2008  -  Global demand for liquid fuels expected to increase from 86 million barrels oil equivalent to 116 million barrels in 2030.  Biofuels included as a source of liquid fuels for the first time.
               The U.S. EIA estimated the global demand for liquid fuels was about 97 million barrels per day in the first quarter 2017, suggesting Exxon’s numbers might be a bit light.
2009  -  Wind, solar, and biofuels will grow at approximately 10% per year through 2030.  Starting from a small base, the contribution by 2030 will remain small at about 2.5% of total energy.
               According to the Global Wind Power Council, wind power has been clocking annual growth rates in the high teens and low twenties for the past several years, bringing this renewable power source to 3.7% of total global energy supply.  According to U.S. EIA, world biofuels production increased 44% in the years between 2009 and 2015, for an annual average rate of 7%. 

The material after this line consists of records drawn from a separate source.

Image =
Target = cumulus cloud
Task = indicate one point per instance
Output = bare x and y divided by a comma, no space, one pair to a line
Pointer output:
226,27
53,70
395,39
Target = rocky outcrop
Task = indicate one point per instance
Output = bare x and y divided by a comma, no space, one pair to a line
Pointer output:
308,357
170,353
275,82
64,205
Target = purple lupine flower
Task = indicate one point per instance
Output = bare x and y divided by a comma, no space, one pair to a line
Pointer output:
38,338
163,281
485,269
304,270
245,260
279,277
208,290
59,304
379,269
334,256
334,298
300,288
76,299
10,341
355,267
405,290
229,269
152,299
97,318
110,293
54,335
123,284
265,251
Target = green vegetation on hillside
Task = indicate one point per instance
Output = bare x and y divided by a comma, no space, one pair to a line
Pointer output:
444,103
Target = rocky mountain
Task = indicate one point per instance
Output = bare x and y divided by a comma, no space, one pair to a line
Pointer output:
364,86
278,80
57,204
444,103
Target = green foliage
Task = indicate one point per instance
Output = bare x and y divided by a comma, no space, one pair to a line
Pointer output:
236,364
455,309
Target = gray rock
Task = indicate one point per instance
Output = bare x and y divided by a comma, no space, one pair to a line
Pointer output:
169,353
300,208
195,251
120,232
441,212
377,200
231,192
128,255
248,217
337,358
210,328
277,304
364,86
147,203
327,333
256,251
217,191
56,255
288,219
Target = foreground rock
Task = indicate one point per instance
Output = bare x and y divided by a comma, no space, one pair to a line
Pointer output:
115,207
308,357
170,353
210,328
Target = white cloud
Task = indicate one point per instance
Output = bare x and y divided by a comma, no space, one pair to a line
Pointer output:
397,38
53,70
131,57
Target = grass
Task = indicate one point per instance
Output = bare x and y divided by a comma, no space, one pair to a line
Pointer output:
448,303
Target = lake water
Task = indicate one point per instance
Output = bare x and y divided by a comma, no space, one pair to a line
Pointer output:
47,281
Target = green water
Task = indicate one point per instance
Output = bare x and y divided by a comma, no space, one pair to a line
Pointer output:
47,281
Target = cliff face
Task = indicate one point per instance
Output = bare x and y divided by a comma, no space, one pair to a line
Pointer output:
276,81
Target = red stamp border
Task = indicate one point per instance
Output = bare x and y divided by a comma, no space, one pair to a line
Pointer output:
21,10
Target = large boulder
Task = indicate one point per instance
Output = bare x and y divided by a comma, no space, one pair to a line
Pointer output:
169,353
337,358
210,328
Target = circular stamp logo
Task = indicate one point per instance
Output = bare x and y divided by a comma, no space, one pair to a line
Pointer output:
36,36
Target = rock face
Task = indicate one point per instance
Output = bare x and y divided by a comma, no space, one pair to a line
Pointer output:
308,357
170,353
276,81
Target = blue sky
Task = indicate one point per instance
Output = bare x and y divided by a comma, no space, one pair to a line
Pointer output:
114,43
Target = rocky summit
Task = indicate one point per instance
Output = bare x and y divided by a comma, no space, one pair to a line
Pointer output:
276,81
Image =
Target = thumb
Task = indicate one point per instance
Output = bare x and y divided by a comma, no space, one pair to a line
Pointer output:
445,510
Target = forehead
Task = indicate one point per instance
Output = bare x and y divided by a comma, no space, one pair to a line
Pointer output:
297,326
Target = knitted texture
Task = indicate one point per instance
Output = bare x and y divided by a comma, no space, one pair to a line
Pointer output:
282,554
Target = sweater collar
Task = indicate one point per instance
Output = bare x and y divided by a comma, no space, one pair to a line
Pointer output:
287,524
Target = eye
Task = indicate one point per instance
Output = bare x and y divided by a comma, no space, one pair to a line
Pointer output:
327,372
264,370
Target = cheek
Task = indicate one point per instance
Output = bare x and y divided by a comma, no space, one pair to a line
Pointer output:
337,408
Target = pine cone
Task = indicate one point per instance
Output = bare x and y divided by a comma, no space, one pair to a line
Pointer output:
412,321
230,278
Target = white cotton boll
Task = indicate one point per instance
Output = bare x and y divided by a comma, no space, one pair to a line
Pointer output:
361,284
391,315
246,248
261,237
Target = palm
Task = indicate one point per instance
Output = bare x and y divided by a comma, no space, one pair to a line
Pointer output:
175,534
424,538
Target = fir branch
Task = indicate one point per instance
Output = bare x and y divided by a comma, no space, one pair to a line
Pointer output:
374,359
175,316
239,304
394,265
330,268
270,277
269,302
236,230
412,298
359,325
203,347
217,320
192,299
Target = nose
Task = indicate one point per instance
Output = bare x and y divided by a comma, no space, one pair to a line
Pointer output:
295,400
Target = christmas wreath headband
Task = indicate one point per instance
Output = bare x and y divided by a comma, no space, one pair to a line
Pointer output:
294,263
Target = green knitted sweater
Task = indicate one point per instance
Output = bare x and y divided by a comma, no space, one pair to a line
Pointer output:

               As the years have rolled by Exxon appears to be denying more than just climate change.  Even as recently 2009, the competitive impact of renewable energy is played down, at least publically.
2010  - Exxon’s analysts make a prediction of a world population of 8 billion by the year 2030, and declared that energy consumption is a function of human desire for a better life.
               In 2010, the world population was around 6.9 billion.  At the beginning of 2017, the estimated population s 7.6 billion, eating up more than half of Exxon’s prediction in just a third of the time.
               There appears to be a relationship between the exploitation of hydrocarbons and the explosion in human population.  The planet could not support nearly seven billion people without exploitation of fossil fuels.  Of course, Exxon would not make that connection in print.  Instead it appears population growth was underestimated even as its analysts saw burgeoning demand for oil and gas. 
2011  -  New cars sold in the U.S. will average 45 miles per gallon (mpg) by 2040 compared to 22 mpg in 2010, as more hybrids and other advanced vehicles hit the road.
               According to the U.S. Environmental Protection Agency the average fuel economy of the 2016 model year vehicles was 25.5 mpg, representing an improvement of 0.88 mpg per year.  Car makers will need to be unrelenting at this pace of innovation to meet Exxon’s predictions.

There are predictions in each of Exxon’s reports in 2012 to 2016.  However, since these forecasts are so fresh, we will need to wait a bit to see how good Exxon’s think tank really was.   In the most recent report published in December 2016, the energy mix acknowledges the shift to lower-carbon fuels and even admits a decline in oil production.  Of course, renewable energy sources are expected to grow, but natural gas is the real winner under Exxon’s view of the future.  
Exxon Mobile plans to be a major player in natural gas production.  The company produced 252,000 oil equivalent barrels of natural gas per day in 2016.  Earlier this year the company announced the development of a new natural gas dehydration technology aimed at creating efficiency in removing water vapor in natural gas at the production well.  The new system reduces surface footprint by as much as 70% and system weight by at last half. 
Exxon’s stock is priced at 17 times forward earnings for those who are content to own a fossil fuel producer.  That may seem like a bargain on the surface.  Then again the reality of reduced income potential in oil and gas assets may come home to roost very soon if the New York and SEC actions are successful.  Charges against asset values could lead XOM to even lower multiples.

Neither the author of the Small Cap Strategist web log, Crystal Equity Research nor its affiliates have a beneficial interest in the companies mentioned herein.